One day in church, around Christmas, I was the last person to take communion. My mom whispered to me to knock the chalice out of the priest’s hand and make it look like an accident. I tried to protest, but my mom kept saying, “Just do it, Kara. Stop being such a baby.” So I knocked over the communion grape juice, and while people scrambled to help clean it up, my mom tried to grab the gold-plated halo on one of the angels in the nativity scene.
Jeannie, one of the parishioners, saw her. “I knew it!” she shouted, loud enough that everyone turned to stare. “That woman is a thief! She’s been stealing from the church for years. Her daughters are in it with her!” I wish I could describe the humiliation I felt, with all those judging eyes on my family. Some of my friends were there, and I knew they were putting two and two together, realizing who had taken their things over the years.
Jeannie yelled at my mom, “If you ever take anything from this church again, I will make sure you go to prison!”

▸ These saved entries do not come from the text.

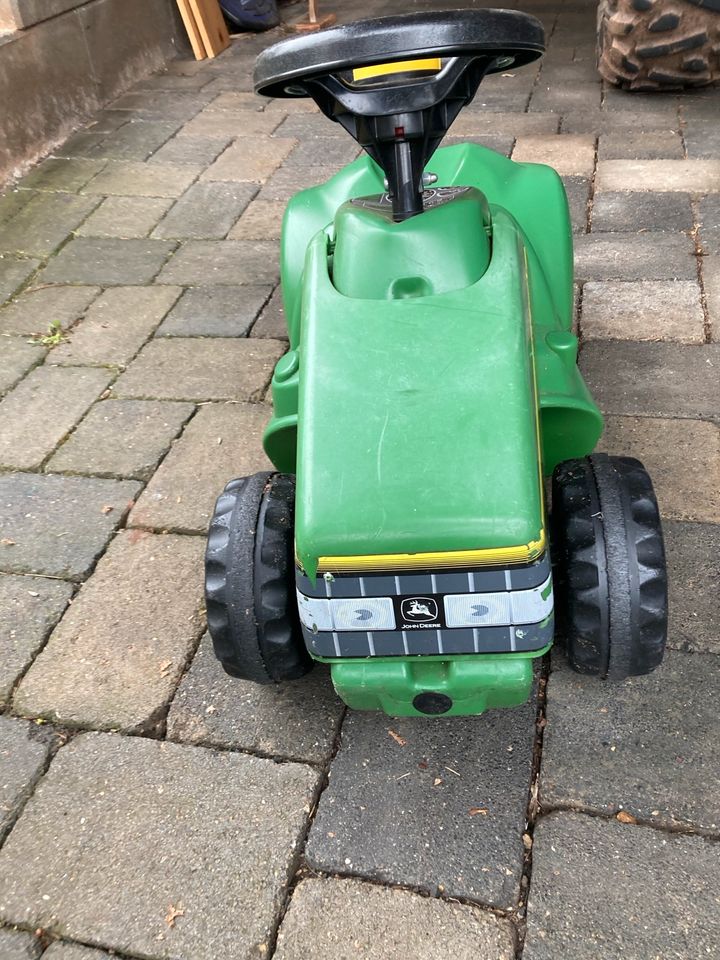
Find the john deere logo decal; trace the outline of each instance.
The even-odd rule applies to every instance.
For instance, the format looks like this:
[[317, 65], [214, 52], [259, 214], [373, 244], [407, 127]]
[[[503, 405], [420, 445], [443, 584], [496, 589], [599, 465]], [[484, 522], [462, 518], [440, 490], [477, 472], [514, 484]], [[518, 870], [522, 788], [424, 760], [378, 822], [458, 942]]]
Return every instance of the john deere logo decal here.
[[432, 597], [408, 597], [402, 602], [403, 619], [415, 623], [437, 620], [438, 606]]

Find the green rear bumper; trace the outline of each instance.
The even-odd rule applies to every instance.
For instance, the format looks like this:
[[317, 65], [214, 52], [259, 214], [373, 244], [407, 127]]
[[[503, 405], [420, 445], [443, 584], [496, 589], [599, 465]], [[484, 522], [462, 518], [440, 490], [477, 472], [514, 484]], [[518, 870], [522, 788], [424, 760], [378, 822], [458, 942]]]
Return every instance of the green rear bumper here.
[[[332, 681], [354, 710], [383, 710], [393, 717], [475, 716], [494, 707], [525, 703], [532, 689], [533, 659], [549, 649], [449, 658], [335, 660]], [[428, 699], [428, 692], [439, 696]], [[436, 709], [435, 705], [447, 705], [442, 698], [451, 705]], [[431, 709], [418, 709], [416, 704]]]

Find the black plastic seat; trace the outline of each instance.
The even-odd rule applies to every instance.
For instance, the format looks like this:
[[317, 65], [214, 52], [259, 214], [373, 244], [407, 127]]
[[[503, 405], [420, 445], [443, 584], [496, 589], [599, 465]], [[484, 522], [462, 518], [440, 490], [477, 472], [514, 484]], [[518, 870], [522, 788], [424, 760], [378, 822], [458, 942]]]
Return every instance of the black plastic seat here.
[[542, 24], [516, 10], [449, 10], [378, 17], [293, 37], [255, 65], [255, 90], [267, 97], [309, 96], [302, 81], [392, 60], [481, 57], [485, 73], [522, 66], [545, 50]]

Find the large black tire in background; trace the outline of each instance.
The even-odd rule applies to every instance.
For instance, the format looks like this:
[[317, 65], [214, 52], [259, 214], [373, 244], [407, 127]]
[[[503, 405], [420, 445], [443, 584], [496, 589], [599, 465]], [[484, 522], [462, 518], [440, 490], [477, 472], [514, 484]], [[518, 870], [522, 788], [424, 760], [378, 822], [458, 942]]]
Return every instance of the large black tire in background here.
[[218, 497], [205, 553], [205, 601], [215, 656], [231, 677], [279, 683], [312, 660], [295, 599], [295, 480], [256, 473]]
[[720, 0], [600, 0], [598, 69], [628, 90], [720, 79]]
[[610, 680], [657, 667], [667, 635], [667, 575], [643, 465], [595, 454], [556, 467], [551, 547], [558, 633], [570, 665]]

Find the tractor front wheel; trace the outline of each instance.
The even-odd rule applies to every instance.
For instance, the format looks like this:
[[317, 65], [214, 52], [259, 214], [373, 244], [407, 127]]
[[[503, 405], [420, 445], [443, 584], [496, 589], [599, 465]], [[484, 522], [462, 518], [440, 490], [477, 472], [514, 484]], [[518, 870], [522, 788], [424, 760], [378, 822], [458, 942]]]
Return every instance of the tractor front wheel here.
[[579, 673], [622, 680], [661, 662], [667, 575], [658, 505], [643, 465], [595, 454], [552, 479], [559, 639]]
[[215, 505], [205, 554], [205, 601], [215, 656], [231, 677], [279, 683], [312, 660], [295, 600], [295, 480], [231, 480]]

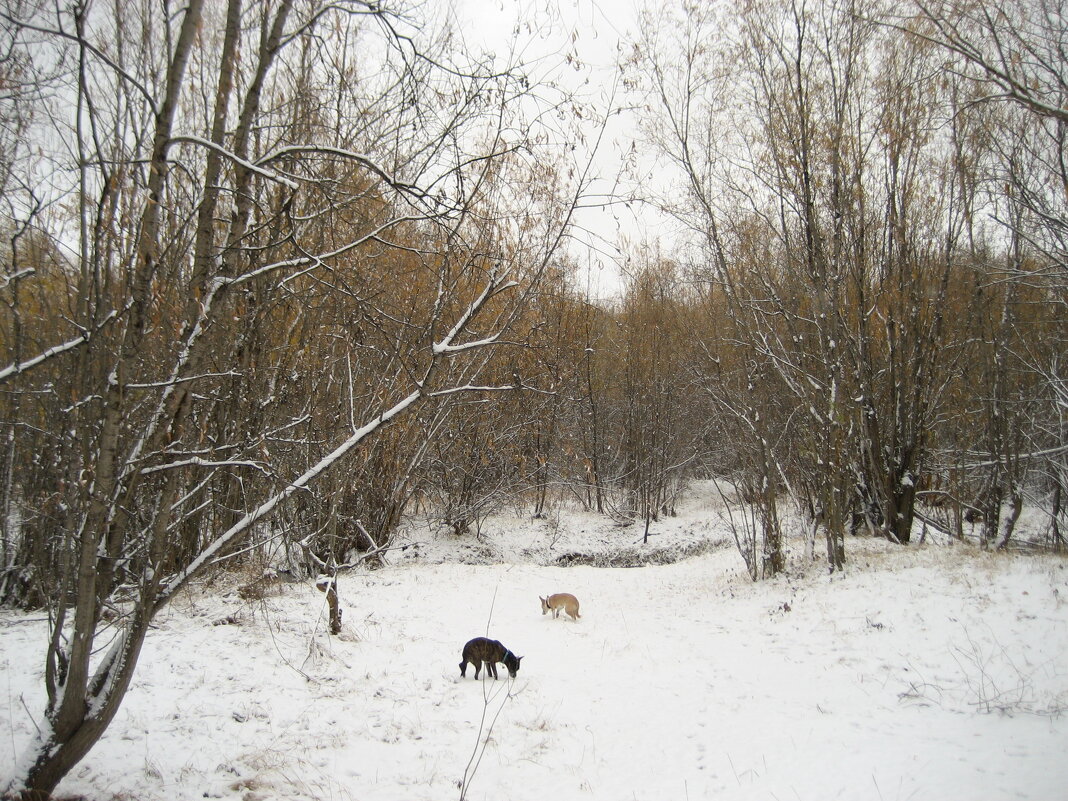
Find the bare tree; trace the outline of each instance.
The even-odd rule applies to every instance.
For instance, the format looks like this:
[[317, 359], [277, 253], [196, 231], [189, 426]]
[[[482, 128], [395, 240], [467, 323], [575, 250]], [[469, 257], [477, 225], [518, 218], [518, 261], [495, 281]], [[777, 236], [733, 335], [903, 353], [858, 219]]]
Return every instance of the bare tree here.
[[[946, 304], [988, 247], [985, 123], [942, 52], [892, 11], [687, 6], [637, 55], [658, 109], [650, 140], [686, 188], [667, 207], [722, 299], [710, 327], [730, 332], [705, 341], [706, 386], [750, 432], [750, 494], [791, 495], [831, 569], [861, 522], [911, 536], [947, 367], [964, 358]], [[729, 390], [725, 364], [744, 376]]]
[[[1068, 20], [1062, 4], [1048, 0], [917, 0], [914, 8], [918, 24], [901, 26], [941, 48], [948, 70], [972, 87], [970, 113], [986, 119], [986, 203], [1008, 231], [1008, 246], [985, 259], [986, 269], [977, 278], [979, 286], [1001, 298], [987, 340], [991, 346], [982, 355], [989, 357], [989, 401], [977, 506], [983, 518], [981, 541], [1004, 547], [1020, 514], [1026, 465], [1040, 464], [1040, 472], [1057, 475], [1065, 450], [1057, 422], [1063, 411], [1057, 400], [1058, 388], [1065, 383], [1063, 368], [1033, 336], [1037, 321], [1024, 309], [1044, 303], [1046, 314], [1055, 319], [1063, 318], [1068, 304]], [[1022, 296], [1027, 296], [1027, 305]], [[1063, 350], [1062, 328], [1055, 326], [1047, 336], [1054, 350]], [[1041, 377], [1045, 389], [1020, 392], [1021, 375]], [[1043, 400], [1029, 408], [1039, 398]], [[1003, 500], [1009, 502], [1004, 517]], [[1004, 523], [1000, 532], [999, 521]]]

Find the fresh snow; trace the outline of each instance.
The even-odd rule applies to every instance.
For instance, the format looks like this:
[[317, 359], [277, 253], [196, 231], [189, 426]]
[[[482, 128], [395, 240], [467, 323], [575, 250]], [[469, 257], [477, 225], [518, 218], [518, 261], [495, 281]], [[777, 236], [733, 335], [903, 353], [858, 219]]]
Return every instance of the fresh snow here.
[[[248, 576], [189, 587], [59, 794], [439, 801], [467, 770], [496, 801], [1066, 797], [1065, 560], [851, 538], [827, 576], [799, 539], [754, 584], [701, 489], [645, 546], [573, 512], [413, 527], [340, 577], [337, 637], [313, 581], [251, 603]], [[671, 553], [691, 555], [580, 564]], [[553, 592], [579, 621], [541, 614]], [[524, 657], [515, 681], [460, 678], [486, 634]], [[45, 641], [42, 614], [0, 612], [0, 774], [41, 725]]]

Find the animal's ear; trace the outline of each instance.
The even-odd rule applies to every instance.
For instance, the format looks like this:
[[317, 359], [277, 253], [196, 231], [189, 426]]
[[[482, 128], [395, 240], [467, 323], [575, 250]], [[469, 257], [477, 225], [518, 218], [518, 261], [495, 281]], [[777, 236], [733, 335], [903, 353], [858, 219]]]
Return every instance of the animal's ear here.
[[519, 664], [520, 662], [522, 662], [522, 661], [523, 661], [523, 657], [521, 657], [521, 656], [517, 656], [517, 657], [515, 658], [515, 663], [516, 663], [517, 665], [518, 665], [518, 664]]

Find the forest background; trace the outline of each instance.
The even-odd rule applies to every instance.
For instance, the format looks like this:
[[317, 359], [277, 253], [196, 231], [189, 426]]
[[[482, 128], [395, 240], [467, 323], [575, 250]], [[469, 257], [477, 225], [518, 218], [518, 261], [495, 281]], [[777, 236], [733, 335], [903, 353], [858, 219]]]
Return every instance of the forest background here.
[[[12, 791], [87, 753], [192, 578], [336, 574], [405, 514], [648, 527], [713, 477], [754, 579], [787, 506], [832, 571], [917, 522], [1009, 547], [1025, 505], [1064, 544], [1054, 0], [672, 5], [602, 104], [421, 4], [0, 18], [0, 601], [52, 631]], [[576, 279], [590, 206], [670, 221], [618, 296]]]

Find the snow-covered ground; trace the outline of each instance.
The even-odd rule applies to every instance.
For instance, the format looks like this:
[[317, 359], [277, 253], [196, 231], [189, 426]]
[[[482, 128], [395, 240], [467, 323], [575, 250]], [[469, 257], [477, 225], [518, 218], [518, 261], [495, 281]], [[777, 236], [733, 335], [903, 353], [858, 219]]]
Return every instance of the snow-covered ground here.
[[[341, 578], [337, 637], [311, 582], [252, 603], [247, 577], [197, 587], [60, 793], [440, 801], [466, 771], [495, 801], [1068, 797], [1068, 562], [850, 539], [842, 575], [795, 555], [753, 584], [709, 497], [650, 546], [573, 513], [412, 529], [418, 547]], [[650, 551], [693, 555], [556, 566]], [[551, 592], [581, 620], [542, 616]], [[460, 678], [486, 634], [524, 657], [514, 681]], [[44, 637], [0, 612], [0, 768], [42, 708]]]

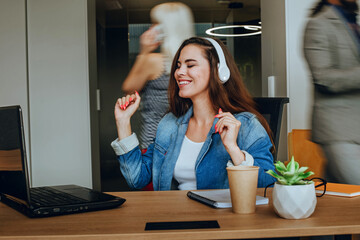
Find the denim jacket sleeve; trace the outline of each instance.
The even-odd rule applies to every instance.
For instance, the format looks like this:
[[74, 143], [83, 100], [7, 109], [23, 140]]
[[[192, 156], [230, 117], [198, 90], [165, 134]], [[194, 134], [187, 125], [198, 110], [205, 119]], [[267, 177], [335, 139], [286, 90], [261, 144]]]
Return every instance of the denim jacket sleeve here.
[[273, 156], [270, 152], [272, 143], [265, 128], [253, 114], [246, 114], [247, 119], [241, 121], [240, 135], [238, 138], [241, 150], [248, 152], [254, 158], [254, 166], [259, 168], [258, 187], [266, 187], [275, 182], [275, 178], [266, 173], [267, 170], [275, 171]]
[[150, 144], [145, 154], [142, 154], [137, 146], [131, 151], [117, 156], [121, 173], [130, 188], [141, 189], [151, 182], [153, 151], [154, 144]]

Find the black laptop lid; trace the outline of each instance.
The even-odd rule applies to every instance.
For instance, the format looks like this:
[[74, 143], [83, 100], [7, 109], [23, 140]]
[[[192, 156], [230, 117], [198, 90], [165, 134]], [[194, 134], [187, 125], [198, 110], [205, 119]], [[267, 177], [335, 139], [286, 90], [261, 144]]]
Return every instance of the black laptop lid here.
[[20, 106], [0, 107], [0, 192], [28, 202]]

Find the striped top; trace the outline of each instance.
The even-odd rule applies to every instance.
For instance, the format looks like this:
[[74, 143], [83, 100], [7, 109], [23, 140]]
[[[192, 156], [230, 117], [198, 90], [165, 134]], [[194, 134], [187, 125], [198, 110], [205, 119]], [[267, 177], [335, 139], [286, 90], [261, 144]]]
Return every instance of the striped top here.
[[169, 75], [162, 73], [158, 78], [146, 83], [141, 91], [140, 148], [154, 142], [157, 126], [169, 109], [167, 90]]

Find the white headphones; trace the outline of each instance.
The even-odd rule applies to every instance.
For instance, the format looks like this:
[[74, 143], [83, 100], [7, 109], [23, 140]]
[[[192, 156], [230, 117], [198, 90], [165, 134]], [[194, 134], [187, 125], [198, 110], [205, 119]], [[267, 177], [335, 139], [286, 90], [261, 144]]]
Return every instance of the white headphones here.
[[229, 80], [230, 78], [230, 70], [228, 66], [226, 65], [226, 60], [224, 56], [224, 52], [221, 49], [220, 45], [212, 38], [205, 38], [208, 40], [215, 48], [217, 55], [219, 57], [219, 64], [218, 64], [218, 74], [220, 81], [224, 84]]

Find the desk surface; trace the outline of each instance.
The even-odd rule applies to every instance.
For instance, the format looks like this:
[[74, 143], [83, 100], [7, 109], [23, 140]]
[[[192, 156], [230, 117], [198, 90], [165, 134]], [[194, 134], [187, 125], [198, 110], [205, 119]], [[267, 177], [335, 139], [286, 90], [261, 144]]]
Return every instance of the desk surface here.
[[[262, 189], [259, 189], [259, 194]], [[360, 234], [360, 197], [318, 198], [314, 214], [303, 220], [278, 217], [272, 204], [255, 214], [213, 209], [186, 191], [119, 192], [119, 208], [30, 219], [0, 203], [0, 239], [226, 239]], [[217, 220], [219, 229], [145, 231], [146, 222]]]

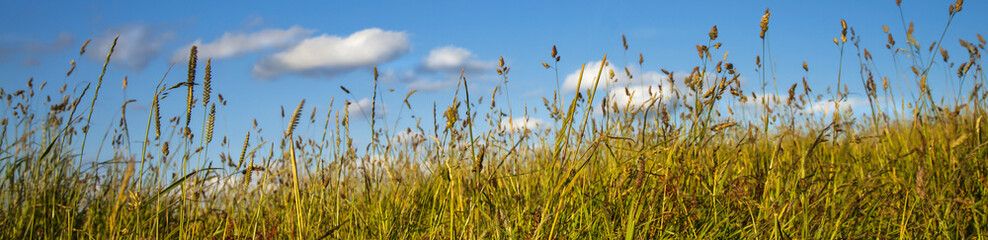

The priest calmed Jeanie down, murmuring about forgiveness. But he asked my mom to stay for a private meeting. After that meeting, my mom sat down with Anne and me. “I’m very sorry,” she told us. “For making you a part of my criminal behavior over the years. I know I have a problem, but I’m going to change. I promise you.”
I wanted to believe her. And for a while, she seemed to be telling the truth. I didn’t see her steal anything else. She got rid of her box of souvenirs.
But the damage was done. Word had spread around town about my mother the thief. Neighbors whispered when I walked by. Kids at school teased me. The owners of shops around town kept an extra close eye on me. Once, at the convenience store, I picked up a candy bar an was trying to find my money in my bag. “Don’t you dare put that in your bag!” the cashier yelled at me. “I knew you’d turn out just like your mother!”
I dropped the candy bar and fled, humiliated.
For years, I didn’t have any friends. I was just that girl whose mom was a thief. One night, desperate for socialization, I attended a Halloween party that basically my whole school was invited to. I figured if I could wear a mask, maybe nobody would recognize me. I ended up talking to a really hot guy, Jeff. We really hit it off, and I was so happy to be talking to someone my age—a hot guy, no less—that my heart was soaring.